Externe iPhoto Bibliothek für SSD Rechner
Da ja nun in meinem MacBook Pro eine SSD Festplatte am schnurren ist musste ich mir etwas Gedanken über meinen Speicherverbrauch machen.
Es sind eben und 250GB nicht mehr und nicht weniger, und das ist nicht sehr viel, ausserdem habe ich immer mal ganz gerne um die 100GB frei liegen.
Nun hatte ich zusätzlich ein Problem nach meiner Lion frischen Installation und der iPhoto Lib die auf der zweiten internen Platte liegt.
Ich konnte nicht ein einziges Bild mehr vom iPhone oder der EOS 500D in mein iPhoto importieren. Es gibt dabei allerdings ein Trick, indem man iPhoto mit gedrückter CMD und Alt Taste startet. Danach hat man die Möglichkeit die Bibliothek neu aufzubauen. Das dauerte bei mir etwa 2 Stunden, allerdings liegen auch etwa 3000 Fotos auf meiner Platte.

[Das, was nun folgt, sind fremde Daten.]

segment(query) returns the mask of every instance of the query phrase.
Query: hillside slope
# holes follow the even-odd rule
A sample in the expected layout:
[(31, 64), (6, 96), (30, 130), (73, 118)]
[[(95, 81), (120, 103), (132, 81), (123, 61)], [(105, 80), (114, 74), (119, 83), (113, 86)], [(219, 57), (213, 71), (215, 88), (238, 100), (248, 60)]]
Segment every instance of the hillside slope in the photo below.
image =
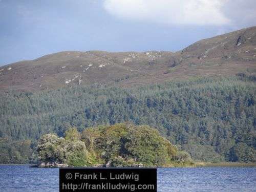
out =
[(131, 86), (256, 71), (256, 27), (200, 40), (177, 52), (66, 51), (0, 67), (0, 91), (92, 83)]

Nachdem dieses durch gelaufen war, konnte ich auch wieder ganz normal importieren. Somit war dieses Problem erstmal gelöst.

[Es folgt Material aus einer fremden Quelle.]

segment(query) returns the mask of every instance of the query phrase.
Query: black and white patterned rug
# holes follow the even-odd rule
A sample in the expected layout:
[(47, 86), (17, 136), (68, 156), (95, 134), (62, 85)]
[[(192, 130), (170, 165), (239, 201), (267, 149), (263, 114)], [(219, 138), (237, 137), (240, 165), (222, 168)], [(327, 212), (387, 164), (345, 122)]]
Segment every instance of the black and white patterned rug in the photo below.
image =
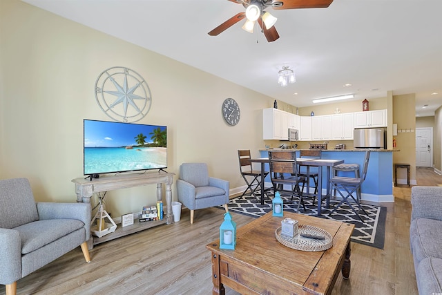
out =
[[(291, 203), (290, 201), (291, 197), (282, 196), (281, 198), (284, 200), (284, 211), (296, 213), (298, 198), (295, 197), (294, 198), (294, 203)], [(241, 198), (239, 197), (234, 198), (229, 202), (229, 210), (240, 214), (258, 218), (271, 211), (272, 198), (273, 196), (271, 196), (271, 198), (266, 198), (265, 204), (262, 205), (260, 202), (258, 202), (253, 196), (244, 196)], [(312, 201), (312, 198), (305, 197), (304, 202), (306, 211), (303, 210), (301, 205), (299, 213), (316, 216), (318, 212), (317, 203), (315, 200), (315, 204), (314, 205)], [(364, 222), (362, 222), (346, 204), (343, 204), (332, 216), (329, 216), (329, 213), (333, 210), (335, 205), (339, 203), (339, 201), (331, 200), (329, 209), (327, 208), (325, 200), (323, 202), (321, 218), (352, 223), (355, 225), (355, 227), (352, 236), (352, 241), (378, 249), (383, 249), (387, 208), (361, 204), (362, 207), (368, 213), (368, 216), (367, 216), (363, 211), (360, 212), (360, 216), (364, 220)], [(218, 207), (224, 209), (224, 207), (220, 206)]]

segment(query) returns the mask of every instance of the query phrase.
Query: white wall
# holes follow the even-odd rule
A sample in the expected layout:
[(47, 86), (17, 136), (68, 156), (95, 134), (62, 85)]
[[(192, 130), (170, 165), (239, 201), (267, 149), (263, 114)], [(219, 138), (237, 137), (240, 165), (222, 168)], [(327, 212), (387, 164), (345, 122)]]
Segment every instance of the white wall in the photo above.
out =
[[(168, 126), (169, 172), (204, 162), (235, 188), (244, 184), (237, 150), (258, 156), (264, 147), (261, 110), (273, 98), (17, 0), (0, 1), (0, 178), (29, 178), (37, 200), (76, 200), (71, 180), (83, 177), (83, 119), (111, 120), (94, 84), (112, 66), (148, 84), (152, 107), (137, 123)], [(241, 107), (233, 127), (221, 115), (227, 97)], [(109, 192), (108, 211), (139, 211), (155, 202), (155, 192)]]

Allerdings war nun das Problem, das iPhoto zwar die externe Bibliothek eingelesen hat, aber beim Import die interne Bibliothek von der SSD genommen hat. Eine Lösung die für mich nicht tragbar ist, da ich alles auf der zweiten Platte haben möchte.
Ich habe mich dann zu der Lösung entschlossen zukünftig die Fotos Manuell von meiner EOS auf die Festplatte zu kopieren und eine eigene Ordnerverwaltung zu machen. Gleiches habe ich ja schon mit iTunes und meiner Musik und den Filmen. Dieses ist zwar etwas mehr Zeit, aber so hat man immer die 100% Kontrolle über seine Importe.
Danach habe ich mir Aperture auf das MacBook geladen, da dieses nette Programm vom Apple etwas freundlicher mir Importen vorgeht. Ich bin zwar ein großer Freund von iPhoto, aber für diesen Zweck auf Langzeit gesehen komme ich mit Aperture weiter.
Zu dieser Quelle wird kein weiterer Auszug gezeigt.